Later we were at home and discussing calmly how I felt. He said he hates how sad I always I am about my body. He hates how I never think I look good and that I am always depressed. He just wants me happy. I told him about how terrible I feel and how bad my depression really is.
The only thing I did not tell him was after we went to bed.
I had to stay in bed because if I had gotten up one of two things would have happened: I would have either b/p's the entire night.....or I knew I was going to kill myself.
How terrrible is that? Why do I always feel this way? AM I CRAZY?!?!?

Cut it off.
Cut off my fat.
Cut off my love handles.
Cut off my thighs.
Cut off my butt.
Cut off my stomach.
Let bones show through.
I'll never be good enough anyway.
Cut off my hair.
Cut off my bangs.
Cut off my brittle nails.
Cut off my life.
Let them see that I'm dying.
I'll never understand them anyway.
Leave me be.
Leave me in my misery.
Leave me with my puke.
Leave me with the empty cartons.
Leave me to die along.
Let the world know who I am.
Let them see this is a disease.
I know I'll never be perfect,
and so leave it all on.
Leave on all the fat.
Leave on my hair.
Leave on my life.
Take the puke away,
Take away the voices.
Take away the depression.
Take away the disease.
Leave only me.
Leave me to shine.
Leave me to the world.
Cut off the devil inside.

Here's a question I'm posting for you guys:
Were any of you been diagnosed with Bipolar Disorder, Depression, or OCD after you started your eating disorder?
and...
Do you think your symptoms are a result of the bulimia or were you always that way?
The reason I ask is I'm just wondering what it is about us that makes have this tendency toward an eating disorder?
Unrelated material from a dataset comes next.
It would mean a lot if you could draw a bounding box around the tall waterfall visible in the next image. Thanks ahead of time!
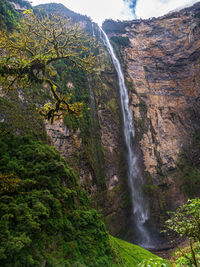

I'm sure there are so many factors, but I know there must be something similar in our brain chemistry, the way we were raised, etc...
I'll post some things about me and maybe you can match them?
1. I've always felt I am a little more sensitive to everything than other people seem to be
2. I've always been quick to overanalyze
3. I take things too personally
4. I need to have everything in its perfect place and under control
5. I always get seasonal depression even before my ED
6. I grew up with strict parents who always expected me to be perfect
7. I am the oldest girl and was an only child for 9 years
8. I organize like crazy
9. I'm very impulsive
10. Always had exaggerated reactions to any kind of drug put in my body (medicine, birth control, alcohol, etc)
11. A runner
12. I can easily read people
13. Creative- right brained
14. Slightly introverted and shy, although I can put on a great front
15. I hate crowds, and can't stand when someone is in my personal space
16. Raised by devout Catholic parents and went to Catholic school my whole life besides college
I can't think of anything else, but I'd love your input! I wish I could figure this out!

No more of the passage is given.